At Long Last – Legal Protection for the Castle Wilderness

By: Shaun Fluker

PDF Version: At Long Last – Legal Protection for the Castle Wilderness

Matter Commented On: Alberta Environment and Parks, News Release “Province to fully protect Castle area” (September 4, 2015)

On September 4 the Alberta government announced its intention to legally protect the area in southwestern Alberta known as the Castle wilderness with a new wildland provincial park and a new provincial park. What this legal protection exactly amounts to remains to be seen, but the September 4 announcement states there will be no further approvals granted for resource development in the Castle and existing approvals, other than for oil & gas, will be cancelled. Readers who follow land use decision-making in Alberta will know this announcement follows on the heels of the South Saskatchewan Regional Plan which was enacted just one year ago in September 2014 with its own direction for protecting the Castle. And those familiar with the Castle wilderness specifically will know this announcement is a monumental shift in policy direction. What follows is some context for this announcement, and some consideration of the applicable law in relation to implementing this new policy direction. The analysis concludes by suggesting the Alberta government consider enacting dedicated legislation to protect the Castle wilderness.

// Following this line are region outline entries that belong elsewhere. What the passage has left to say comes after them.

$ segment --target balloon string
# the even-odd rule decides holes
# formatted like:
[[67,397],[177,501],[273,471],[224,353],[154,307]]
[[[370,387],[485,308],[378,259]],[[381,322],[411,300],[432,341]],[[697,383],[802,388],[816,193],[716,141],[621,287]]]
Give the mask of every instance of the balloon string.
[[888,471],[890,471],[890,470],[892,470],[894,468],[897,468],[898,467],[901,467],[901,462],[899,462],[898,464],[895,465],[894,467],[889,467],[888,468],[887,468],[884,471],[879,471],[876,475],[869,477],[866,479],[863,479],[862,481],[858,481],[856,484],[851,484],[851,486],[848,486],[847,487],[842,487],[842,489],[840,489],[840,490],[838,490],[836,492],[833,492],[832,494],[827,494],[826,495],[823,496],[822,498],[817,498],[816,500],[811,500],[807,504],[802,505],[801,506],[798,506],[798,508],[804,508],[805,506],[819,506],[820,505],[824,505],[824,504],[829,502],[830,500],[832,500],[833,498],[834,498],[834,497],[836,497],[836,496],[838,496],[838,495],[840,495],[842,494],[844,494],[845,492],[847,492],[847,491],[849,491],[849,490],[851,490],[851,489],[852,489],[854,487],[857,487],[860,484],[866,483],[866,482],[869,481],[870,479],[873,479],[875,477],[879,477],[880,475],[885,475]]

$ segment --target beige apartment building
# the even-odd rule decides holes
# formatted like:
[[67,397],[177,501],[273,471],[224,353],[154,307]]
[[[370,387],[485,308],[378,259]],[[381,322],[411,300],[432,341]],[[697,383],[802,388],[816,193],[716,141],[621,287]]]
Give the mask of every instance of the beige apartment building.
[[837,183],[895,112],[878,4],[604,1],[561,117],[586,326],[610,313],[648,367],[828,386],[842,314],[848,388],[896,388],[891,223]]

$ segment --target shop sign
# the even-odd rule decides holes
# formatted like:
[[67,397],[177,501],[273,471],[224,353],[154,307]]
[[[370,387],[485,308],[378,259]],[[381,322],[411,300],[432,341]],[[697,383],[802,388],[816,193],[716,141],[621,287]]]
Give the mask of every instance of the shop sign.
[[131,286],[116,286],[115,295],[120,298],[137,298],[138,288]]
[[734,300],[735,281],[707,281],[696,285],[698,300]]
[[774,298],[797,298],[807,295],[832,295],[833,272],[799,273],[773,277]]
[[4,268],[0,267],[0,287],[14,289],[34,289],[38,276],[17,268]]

The Castle region was once included within the boundaries of Waterton Lakes National Park. When Alberta obtained administration and control over public lands in the Castle in 1930, the province managed the area following the wise-use principles of the time including timber harvesting, game management and water conservation. Demands on the landscape began to escalate in the 1960s with the increase in local populations, road building, recreation, and resource development, while at the same time environmental values entered the policy discourse and advocates lobbied public officials to protect these vast forested areas as undisturbed wilderness. I think Steven Kennett said it best in 2003 when he wrote the land use challenges in the Castle stem from an abundance of riches (Steven A Kennett, Spinning Wheels in the Castle: A Lost Decade for Sustainability in Southwestern Alberta (Canadian Institute of Resources Law, 2003) at 1). The region is environmentally and culturally significant in many ways, a storehouse of economically valuable resources, home to endangered flora and fauna, amenable to a host of recreational activities, and very aesthetic. If Alberta was going to face a land use crisis, it most certainly would surface in the Castle region. And indeed it has.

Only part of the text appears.